The media are once again, intentionally or not, giving voice to hate speech which has not been alien to any one of the political campaigns in the past 30 years. What is different is that hate speech is now targeted at politicians and health institutions with equal fervor. Every medical statement made is seen by part of the public as a direct attack on their personal rights and as a restriction of their liberties. Social networks and questionable online media have been attracting users with bombastic, frequently misleading news and conspiracy theories injected with high doses of hate speech. The trouble is that a person confused, a person who now spends much more time at home at the computer is liable to fall victim to hateful speech, fake news and false facts all by himself. The Commission for Protection against Discrimination recently stated it was closely monitoring the use of hate speech and intervening wherever it was being used.

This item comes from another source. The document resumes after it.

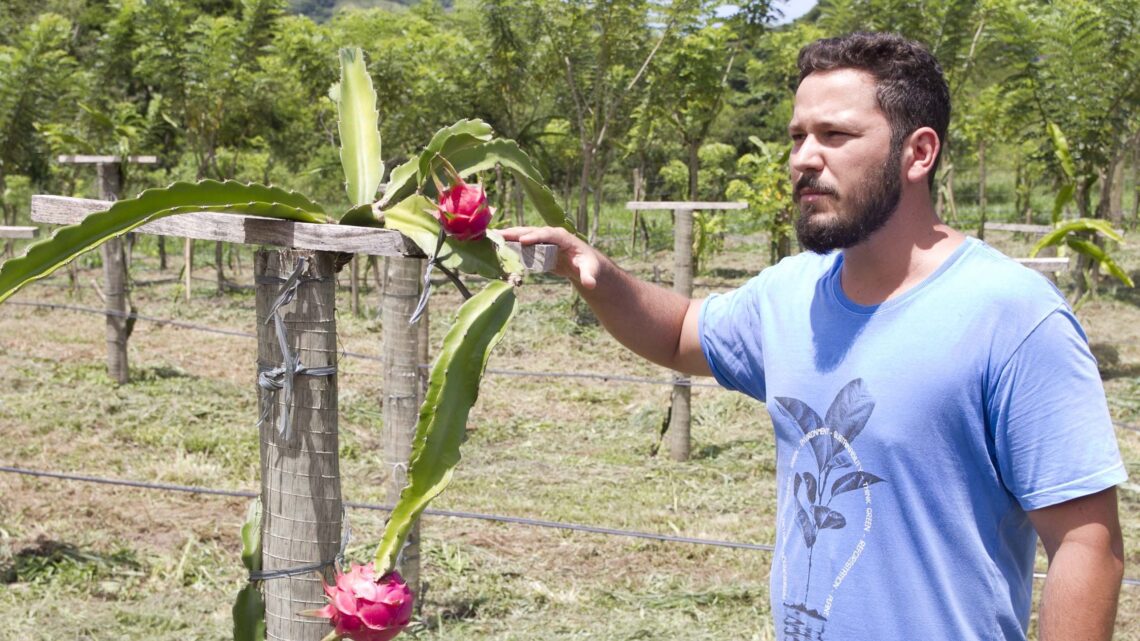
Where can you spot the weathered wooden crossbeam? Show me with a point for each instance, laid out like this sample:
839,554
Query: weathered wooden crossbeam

“At the moment society is rife with confrontation and this hatred is extremely dangerous because it brings people and institutions into disrepute, pitting people against each other on the basis of their choice of health behavior,” says journalist and media language researcher Yuliana Metodieva:
“If we take a closer look we shall see that more targets of hate speech are being added to the list in this country. Lately, we have been seeing people who disagree with the country’s policy towards the Republic of North Macedonia coming under attack. In this case the “credit” once again goes to the media, but also to the nationalist parties. They are particularly active in the patriotic field and at the moment show a particularly negative attitude to one neighbouring country, and that country is responding in kind,” Yuliana Metodieva says. “A well-known nationalist party has been particularly active in modelling hate speech ever since 2005, and through this party we have the link between hate speech and hate crime – the crime against Muslim worshippers in Sofia perpetrated at that time. Its victims are our Turkish compatriots, as well as the Bulgarian Turks who were driven out of the country in the 1980s. When they come here to vote they become the target of insults, of abusive words - for political reasons. So that, besides the xenophobia and hostility to all things alien – whether religion or sexual orientation - we can now add the nationalist discourse to all of the features that shape the profile of the Bulgarians who use hate speech. The nationalist discourse is amplified and spread by the media.”